Concern grows that lead crisis could spread

An EPA takeover is one of the many things a New Jersey lawmaker is asking of Governor Phil Murphy as Newark’s lead water crisis grows worse.  

Assemblyman Jamel Holley reportedly wrote a letter to the Governor asking him to declare a state of emergency. 

“Newark, it's suburbs, or the entire State of New Jersey cannot afford the public image that has befallen Flint, Michigan,” reported “I am pleading and suggesting to you as the Governor of this great State that a State of Emergency be called.”

Outside of an emergency declaration Assemblyman Holley is also asking Governor Murphy to dispatch the National Guard to handle the distribution of bottled water.

The plea comes as concerns grow that people living in neighboring cities and towns could be impacted by the lead water crisis, too. 

The Pequannock Treatment Plant failed to prevent lead from corroding off lead pipes and leeching into the water. It services nearby places like Bloomfield, Belleville, Hillside and Nutley.

 "No one wants anybody to have lead in their system," said Joseph Scarpelli, Mayor of Nutley.  "It's very bad for young children, and we are offering free lead tests for any children in Nutley, in that area. In fact, the whole town if anybody wants to get tested."

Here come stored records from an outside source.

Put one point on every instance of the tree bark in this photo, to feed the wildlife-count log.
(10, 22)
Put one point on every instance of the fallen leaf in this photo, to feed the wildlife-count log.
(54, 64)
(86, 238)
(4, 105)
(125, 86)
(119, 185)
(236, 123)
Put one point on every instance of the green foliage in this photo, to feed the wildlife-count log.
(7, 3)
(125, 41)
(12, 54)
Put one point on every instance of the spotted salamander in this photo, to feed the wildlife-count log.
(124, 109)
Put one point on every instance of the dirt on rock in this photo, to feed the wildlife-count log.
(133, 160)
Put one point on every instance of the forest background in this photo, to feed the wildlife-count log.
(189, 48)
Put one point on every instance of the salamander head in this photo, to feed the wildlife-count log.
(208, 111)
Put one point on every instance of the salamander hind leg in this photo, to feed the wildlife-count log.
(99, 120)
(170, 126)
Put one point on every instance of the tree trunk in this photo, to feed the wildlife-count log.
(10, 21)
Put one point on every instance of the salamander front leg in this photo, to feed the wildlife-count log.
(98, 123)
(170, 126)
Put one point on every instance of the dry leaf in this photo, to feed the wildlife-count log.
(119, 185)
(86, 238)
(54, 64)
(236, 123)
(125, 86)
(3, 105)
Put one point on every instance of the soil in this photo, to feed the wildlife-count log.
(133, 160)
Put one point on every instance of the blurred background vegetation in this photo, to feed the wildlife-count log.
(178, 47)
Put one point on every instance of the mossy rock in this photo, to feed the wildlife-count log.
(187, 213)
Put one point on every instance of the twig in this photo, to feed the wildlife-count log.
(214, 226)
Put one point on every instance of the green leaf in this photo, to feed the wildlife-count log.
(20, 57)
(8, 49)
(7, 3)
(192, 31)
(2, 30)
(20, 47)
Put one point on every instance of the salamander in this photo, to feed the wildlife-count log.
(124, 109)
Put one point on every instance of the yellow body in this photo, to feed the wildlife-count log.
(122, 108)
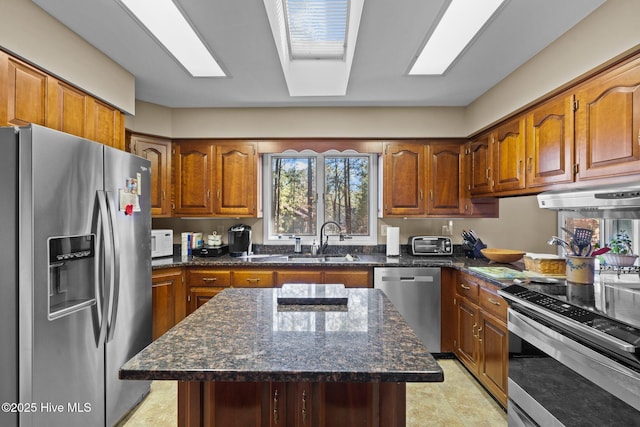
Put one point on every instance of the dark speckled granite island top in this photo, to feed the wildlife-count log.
(245, 335)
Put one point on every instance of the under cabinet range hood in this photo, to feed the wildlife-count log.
(607, 201)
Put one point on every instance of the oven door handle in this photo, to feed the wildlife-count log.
(617, 379)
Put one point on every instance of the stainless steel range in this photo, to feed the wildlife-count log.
(574, 352)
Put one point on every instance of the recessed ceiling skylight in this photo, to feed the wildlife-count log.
(460, 23)
(316, 29)
(323, 30)
(169, 26)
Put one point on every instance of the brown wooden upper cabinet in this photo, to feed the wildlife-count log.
(404, 176)
(30, 95)
(608, 124)
(158, 152)
(236, 179)
(509, 155)
(446, 178)
(24, 93)
(216, 178)
(550, 148)
(194, 178)
(480, 164)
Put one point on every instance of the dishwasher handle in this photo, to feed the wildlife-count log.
(430, 279)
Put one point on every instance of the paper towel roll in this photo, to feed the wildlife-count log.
(393, 241)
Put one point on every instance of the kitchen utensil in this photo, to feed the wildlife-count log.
(555, 240)
(600, 251)
(582, 239)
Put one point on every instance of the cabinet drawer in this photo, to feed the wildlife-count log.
(350, 278)
(253, 278)
(207, 277)
(493, 303)
(468, 286)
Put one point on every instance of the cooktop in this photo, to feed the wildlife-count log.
(606, 314)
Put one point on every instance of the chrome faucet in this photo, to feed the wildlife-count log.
(324, 240)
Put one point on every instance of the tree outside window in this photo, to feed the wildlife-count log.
(295, 206)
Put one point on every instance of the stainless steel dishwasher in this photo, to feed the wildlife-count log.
(416, 294)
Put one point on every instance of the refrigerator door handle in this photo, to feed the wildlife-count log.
(115, 260)
(104, 267)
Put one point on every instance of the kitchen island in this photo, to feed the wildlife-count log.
(243, 359)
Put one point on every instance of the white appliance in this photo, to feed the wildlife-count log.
(75, 289)
(161, 243)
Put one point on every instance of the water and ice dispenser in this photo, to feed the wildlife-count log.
(72, 274)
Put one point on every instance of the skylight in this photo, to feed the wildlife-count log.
(329, 39)
(316, 29)
(169, 26)
(460, 23)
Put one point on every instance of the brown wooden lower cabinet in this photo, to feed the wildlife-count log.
(481, 337)
(167, 300)
(273, 404)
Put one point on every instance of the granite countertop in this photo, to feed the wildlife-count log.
(245, 335)
(458, 262)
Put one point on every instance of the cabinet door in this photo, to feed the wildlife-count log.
(550, 143)
(466, 346)
(508, 148)
(167, 300)
(236, 404)
(24, 93)
(158, 152)
(608, 124)
(199, 295)
(236, 179)
(480, 164)
(347, 404)
(446, 178)
(194, 178)
(404, 178)
(68, 109)
(493, 339)
(105, 124)
(278, 404)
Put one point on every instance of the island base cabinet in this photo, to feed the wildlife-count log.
(248, 404)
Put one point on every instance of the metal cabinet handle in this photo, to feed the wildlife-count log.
(304, 407)
(276, 415)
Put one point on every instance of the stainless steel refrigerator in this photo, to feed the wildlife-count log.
(75, 274)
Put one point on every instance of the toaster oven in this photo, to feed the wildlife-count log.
(431, 245)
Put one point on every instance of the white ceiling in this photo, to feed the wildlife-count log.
(390, 35)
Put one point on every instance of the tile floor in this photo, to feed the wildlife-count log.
(459, 401)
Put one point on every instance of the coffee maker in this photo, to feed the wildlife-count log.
(240, 240)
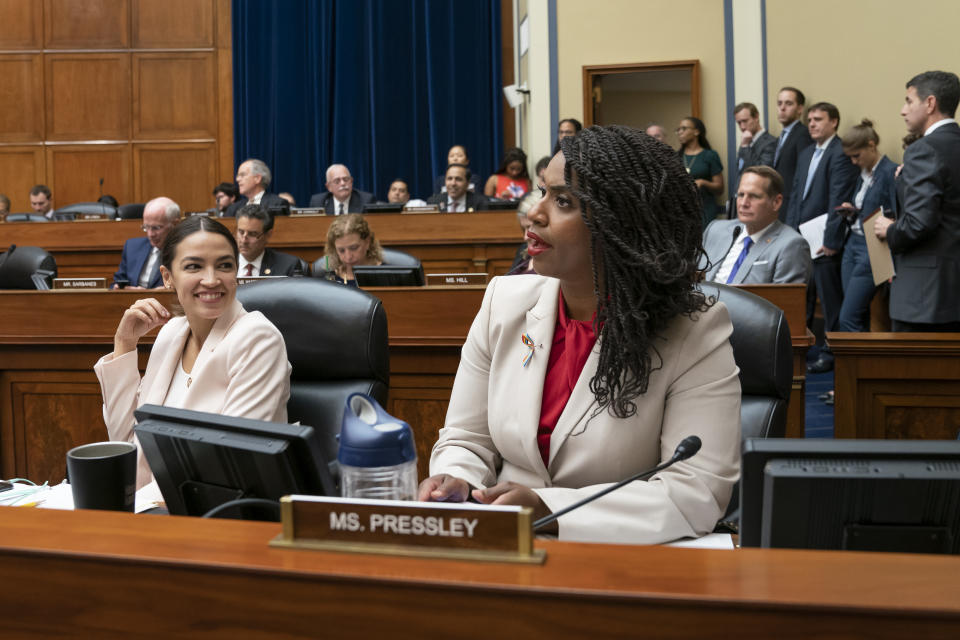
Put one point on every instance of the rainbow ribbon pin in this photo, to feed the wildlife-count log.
(528, 341)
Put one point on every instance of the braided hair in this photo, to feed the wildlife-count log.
(643, 213)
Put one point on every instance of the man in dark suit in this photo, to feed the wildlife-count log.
(925, 238)
(793, 139)
(253, 180)
(825, 179)
(140, 261)
(340, 196)
(457, 198)
(254, 228)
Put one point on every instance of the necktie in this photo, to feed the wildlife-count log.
(747, 242)
(812, 170)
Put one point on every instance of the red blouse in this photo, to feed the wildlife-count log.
(572, 342)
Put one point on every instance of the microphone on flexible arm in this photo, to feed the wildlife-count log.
(686, 449)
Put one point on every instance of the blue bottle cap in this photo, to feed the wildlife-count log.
(371, 437)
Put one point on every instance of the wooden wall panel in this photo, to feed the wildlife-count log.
(173, 96)
(21, 93)
(86, 24)
(21, 168)
(88, 96)
(172, 23)
(22, 22)
(185, 173)
(75, 172)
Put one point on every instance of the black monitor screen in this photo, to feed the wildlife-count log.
(389, 275)
(202, 460)
(858, 495)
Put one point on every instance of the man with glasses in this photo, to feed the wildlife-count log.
(254, 228)
(340, 196)
(140, 260)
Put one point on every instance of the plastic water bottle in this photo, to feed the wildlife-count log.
(378, 458)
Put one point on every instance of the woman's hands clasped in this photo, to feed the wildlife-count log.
(142, 316)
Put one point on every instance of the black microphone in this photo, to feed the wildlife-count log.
(686, 449)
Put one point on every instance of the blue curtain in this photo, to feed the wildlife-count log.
(385, 87)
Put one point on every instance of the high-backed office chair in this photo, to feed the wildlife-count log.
(762, 350)
(132, 211)
(27, 268)
(336, 339)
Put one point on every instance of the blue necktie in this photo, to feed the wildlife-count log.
(747, 242)
(812, 170)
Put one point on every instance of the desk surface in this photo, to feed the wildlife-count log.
(119, 572)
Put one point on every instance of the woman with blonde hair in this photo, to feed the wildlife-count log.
(350, 243)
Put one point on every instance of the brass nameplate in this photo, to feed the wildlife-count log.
(397, 527)
(456, 279)
(79, 283)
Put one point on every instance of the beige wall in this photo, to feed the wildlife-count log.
(863, 75)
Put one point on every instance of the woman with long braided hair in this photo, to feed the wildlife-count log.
(596, 368)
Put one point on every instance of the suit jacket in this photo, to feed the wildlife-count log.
(267, 201)
(925, 239)
(782, 255)
(132, 260)
(278, 263)
(473, 201)
(241, 371)
(490, 433)
(832, 185)
(325, 200)
(786, 163)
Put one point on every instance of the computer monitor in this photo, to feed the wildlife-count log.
(389, 275)
(202, 460)
(862, 495)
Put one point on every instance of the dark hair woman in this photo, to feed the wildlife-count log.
(702, 163)
(210, 355)
(599, 366)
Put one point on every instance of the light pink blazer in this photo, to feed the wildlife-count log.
(241, 371)
(491, 426)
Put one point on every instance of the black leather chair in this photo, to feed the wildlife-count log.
(27, 268)
(133, 211)
(336, 339)
(762, 349)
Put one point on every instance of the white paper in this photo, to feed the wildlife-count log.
(812, 231)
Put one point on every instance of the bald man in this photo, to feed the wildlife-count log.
(140, 260)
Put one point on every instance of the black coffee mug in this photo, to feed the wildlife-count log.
(103, 475)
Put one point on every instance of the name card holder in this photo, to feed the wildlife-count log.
(455, 279)
(79, 283)
(462, 531)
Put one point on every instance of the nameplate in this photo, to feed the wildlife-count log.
(456, 279)
(397, 527)
(79, 283)
(430, 208)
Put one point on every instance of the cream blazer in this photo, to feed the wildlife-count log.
(242, 371)
(491, 426)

Newark’s lead levels spiked in 2017, but last week the city started handing out more than 70,000 cases of bottled water after the EPA tested three PUR water filters and noticed two weren’t removing enough lead from the water.

 Federal, state and city officials say they’re conducting more testing to determine why the filters failed. 

Newark’s Mayor Ras Baraka says residents will have to be using bottled water for at least another month. 

Nutley’s mayor though insists their water is safe.  “We're very confident that the Pur water filter does work even though what happened in Newark is a different situation,” said Scarpelli.